L’opération de blanchiment moral et judiciaire des salafistes commence à avoir des répercussions graves sur la société. Qui va y mettre le holà ? Ce que nous sommes en train de vivre, notamment dans les prisons, est ahurissant. Tous les salafistes condamnés pour des faits graves notamment de terrorisme et détenus actuellement dans les prisons se considèrent, par une opération du Saint-Esprit, comme libérables de plein droit. Pis, ils se considèrent, tous,  comme des prisonniers politiques innocents des faits pour lesquels ils ont été condamnés. Par la violence aveugle dans les prisons, ils veulent imposer une grâce immédiate et totale. C’est insensé. Comment est-on arrivé là ? Trois raisons probables. 1) Les erreurs judiciaires commises en cascade dans le dossier Belliraj, notamment pour ce qui concerne les six hommes politiques impliqués, ont redonné corps et substance dans le pays à la notion de prisonnier politique qui s’était énormément atténuée après les travaux de l’IER. 2) Les islamistes marocains, même ceux qui ont pignon sur rue, ont accrédité l’idée, par un effet de levier vicieux,  — et profitant d’un «vingt-févrierisme» larvée qui profite plus aux adlistes qu’aux hommes de progrès —  en affirmant que puisqu’il y a eu des innocents parmi les salafistes cela veut dire que tous les salafistes sont innocents.

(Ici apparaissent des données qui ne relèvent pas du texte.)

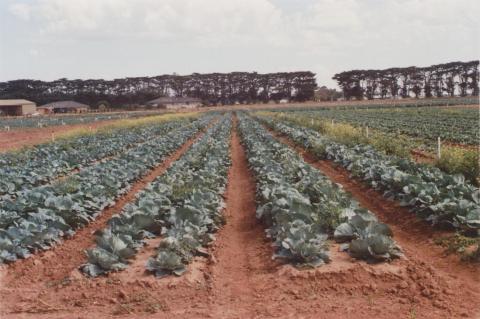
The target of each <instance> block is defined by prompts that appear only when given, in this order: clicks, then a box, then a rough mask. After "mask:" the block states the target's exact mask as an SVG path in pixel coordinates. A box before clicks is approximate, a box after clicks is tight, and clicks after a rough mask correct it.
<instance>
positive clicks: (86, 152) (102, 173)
mask: <svg viewBox="0 0 480 319" xmlns="http://www.w3.org/2000/svg"><path fill="white" fill-rule="evenodd" d="M232 109H233V111H222V112H201V113H200V112H199V113H181V114H169V115H160V116H149V117H147V118H138V119H130V120H122V121H117V122H112V123H111V125H110V126H107V127H102V128H98V131H97V130H75V131H73V133H72V132H70V134H66V135H64V136H62V137H60V138H56V139H55V140H53V141H49V142H46V143H43V144H36V145H34V146H31V147H27V148H24V149H20V150H16V151H10V152H4V153H2V154H0V264H1V266H0V284H1V287H0V315H1V317H2V318H91V317H95V318H111V317H120V318H123V317H125V318H272V317H274V318H277V317H278V318H372V317H378V318H390V317H391V316H392V313H395V314H397V316H398V317H400V318H476V317H477V316H478V315H479V314H480V307H479V305H478V300H479V299H480V285H479V278H480V277H479V276H480V269H479V266H478V265H479V264H478V263H479V259H480V251H479V241H480V240H479V236H480V191H479V189H478V186H477V185H478V184H477V182H478V180H477V179H476V177H478V174H477V175H475V168H474V167H473V166H472V165H470V166H469V163H470V162H468V161H469V160H470V157H469V156H470V154H472V153H473V154H474V157H473V160H474V161H475V160H476V161H477V163H478V149H476V146H477V144H478V123H477V120H478V119H477V118H476V117H477V115H478V110H473V109H467V108H465V109H463V108H455V109H450V108H449V109H446V108H439V107H437V108H428V107H424V108H421V109H414V108H408V109H405V108H378V109H374V110H372V109H366V108H359V109H350V110H342V109H334V108H332V109H314V108H295V109H284V110H281V111H274V112H272V111H261V112H258V111H253V110H252V111H248V110H243V111H242V110H236V111H235V108H233V107H232ZM332 120H333V121H332ZM366 126H368V127H369V130H366ZM45 129H47V128H45ZM438 136H440V137H441V140H442V141H447V142H449V143H450V144H448V145H442V146H443V148H442V150H443V157H440V158H435V156H436V151H437V149H436V148H435V147H436V144H435V143H436V142H437V138H438ZM393 138H396V139H398V143H397V144H398V145H397V146H395V147H392V146H391V145H390V144H393V143H395V142H396V140H392V139H393ZM382 141H390V143H388V142H382ZM448 147H450V148H453V151H455V152H459V153H458V154H460V155H458V158H457V159H458V161H459V162H462V163H465V164H464V166H462V167H453V166H452V165H451V164H450V162H449V161H447V160H446V159H449V158H451V157H449V156H452V155H451V153H448V152H449V151H450V152H453V151H452V150H451V149H450V150H449V149H448ZM412 152H413V153H412ZM414 152H423V153H422V154H424V155H425V156H424V157H425V158H427V159H428V158H430V159H431V160H428V161H427V160H423V161H420V160H419V158H418V157H417V156H415V154H416V153H414ZM455 154H457V153H455ZM442 159H443V160H442ZM477 169H478V168H477ZM472 170H473V171H472ZM477 172H478V170H477Z"/></svg>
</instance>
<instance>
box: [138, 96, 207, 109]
mask: <svg viewBox="0 0 480 319" xmlns="http://www.w3.org/2000/svg"><path fill="white" fill-rule="evenodd" d="M201 105H202V100H201V99H197V98H194V97H160V98H158V99H155V100H152V101H149V102H147V106H151V107H158V108H165V109H181V108H186V109H193V108H196V107H199V106H201Z"/></svg>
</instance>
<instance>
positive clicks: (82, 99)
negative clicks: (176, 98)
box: [0, 71, 317, 107]
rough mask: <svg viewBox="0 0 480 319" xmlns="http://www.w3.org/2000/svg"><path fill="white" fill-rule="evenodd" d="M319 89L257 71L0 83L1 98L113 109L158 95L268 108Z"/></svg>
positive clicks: (2, 82) (304, 97) (276, 73)
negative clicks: (104, 78) (106, 103)
mask: <svg viewBox="0 0 480 319" xmlns="http://www.w3.org/2000/svg"><path fill="white" fill-rule="evenodd" d="M316 87H317V84H316V81H315V74H314V73H312V72H309V71H301V72H283V73H268V74H259V73H256V72H232V73H210V74H199V73H194V74H191V75H176V74H174V75H160V76H154V77H134V78H123V79H115V80H111V81H107V80H68V79H59V80H56V81H52V82H45V81H38V80H14V81H8V82H0V98H2V99H9V98H15V99H18V98H23V99H28V100H32V101H34V102H36V103H37V104H44V103H48V102H51V101H58V100H75V101H78V102H82V103H86V104H89V105H95V104H96V103H98V101H108V102H109V103H110V104H111V105H113V106H120V107H121V106H126V105H132V104H143V103H145V102H147V101H149V100H152V99H155V98H157V97H161V96H182V97H184V96H189V97H196V98H201V99H202V100H203V101H204V103H205V104H208V105H220V104H222V105H224V104H235V103H242V104H243V103H267V102H269V101H272V100H273V101H279V100H281V99H288V100H292V101H306V100H311V99H313V96H314V90H315V89H316Z"/></svg>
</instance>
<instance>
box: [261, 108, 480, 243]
mask: <svg viewBox="0 0 480 319" xmlns="http://www.w3.org/2000/svg"><path fill="white" fill-rule="evenodd" d="M261 120H262V121H263V122H264V123H265V124H267V125H268V126H270V127H271V128H273V129H274V130H276V131H278V132H280V133H282V134H285V135H286V136H288V137H290V138H291V139H292V140H293V141H294V142H296V143H297V144H299V145H301V146H303V147H305V148H307V149H310V150H311V151H312V152H313V153H314V154H315V155H316V156H317V157H319V158H322V159H323V158H324V159H330V160H333V161H334V162H335V163H337V164H340V165H341V166H343V167H344V168H346V169H347V170H349V171H350V172H351V173H352V175H353V176H354V177H357V178H360V179H362V180H363V181H364V182H366V183H367V184H369V185H370V186H371V187H372V188H374V189H376V190H380V191H383V192H384V196H385V197H387V198H389V199H396V200H399V201H400V204H401V205H402V206H408V207H410V208H411V209H412V211H414V212H416V214H417V215H418V216H419V217H421V218H423V219H425V220H427V221H428V222H430V223H431V224H433V225H438V226H447V227H454V228H456V229H459V230H462V231H464V232H465V233H467V234H471V235H477V236H478V235H480V191H479V189H478V188H476V187H474V186H473V185H471V184H469V183H468V182H466V181H465V178H464V177H463V175H449V174H446V173H444V172H442V171H441V170H440V169H438V168H436V167H432V166H428V165H425V164H420V163H415V162H412V161H410V160H407V159H404V158H399V157H396V156H389V155H385V154H383V153H380V152H379V151H377V150H375V149H374V148H373V147H371V146H369V145H360V144H359V145H356V146H354V147H348V146H346V145H343V144H339V143H335V142H333V141H331V140H329V139H328V138H326V137H325V136H322V135H321V134H319V133H318V132H316V131H314V130H311V129H308V128H304V127H301V126H298V125H295V124H292V123H287V122H282V121H278V120H273V119H271V118H269V117H261Z"/></svg>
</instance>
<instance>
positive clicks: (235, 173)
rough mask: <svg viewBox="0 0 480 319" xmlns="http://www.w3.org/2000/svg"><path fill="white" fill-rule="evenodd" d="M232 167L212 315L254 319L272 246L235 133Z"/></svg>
mask: <svg viewBox="0 0 480 319" xmlns="http://www.w3.org/2000/svg"><path fill="white" fill-rule="evenodd" d="M230 147H231V158H232V166H231V168H230V171H229V175H228V188H227V193H226V204H227V207H226V210H225V212H224V214H225V217H226V225H224V226H223V228H222V229H221V230H220V231H219V233H218V235H217V240H216V241H215V243H214V246H213V248H212V253H213V256H214V257H213V258H212V263H211V264H210V267H209V276H210V278H209V279H210V280H211V303H210V304H211V313H210V315H211V316H212V318H254V317H256V316H257V315H258V313H259V312H261V311H262V308H263V307H261V304H262V300H263V296H262V295H261V294H259V291H258V288H259V284H260V285H261V280H259V279H260V277H261V276H262V275H263V274H267V273H269V272H271V271H272V269H274V267H273V265H272V264H273V263H272V261H271V256H272V249H271V248H270V245H269V244H268V242H267V241H266V240H265V234H264V229H263V227H262V225H261V224H260V223H259V222H258V221H257V219H256V217H255V210H256V204H255V181H254V179H253V176H252V174H251V173H250V171H249V169H248V164H247V159H246V156H245V152H244V149H243V146H242V145H241V144H240V139H239V137H238V134H237V132H236V119H235V120H234V127H233V132H232V137H231V145H230Z"/></svg>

Libérez-les tous et le  bon Dieu reconnaîtra les siens ? Il fera donc le tri. Cela n’est pas l’Etat de droit. 3) Les négociations pour l’amélioration des conditions de vie des salafistes en prison ont été détournées de leur vocation essentiellement droit-de-l’hommiste. Par une sorte de flou, plus ou moins habilement entretenu y compris par le pouvoir, elles sont devenues des négociations politiques. C’était une erreur. Elles ont créé une telle attente chez les détenus que ceux-ci aujourd’hui basculent dans la violence considérant que le rapport de force est en leur faveur. Ils ont tort. Maintenant, il faut «professionnaliser» — donc dépolitiser — les discussions avec les salafistes et les recentrer sur la question de l’humanisation des conditions de détention. C’est vital.  C’est le rôle essentiellement du CNDH. Pour le reste, il faut contrer politiquement  le révisionnisme salafiste sous toutes ses formes.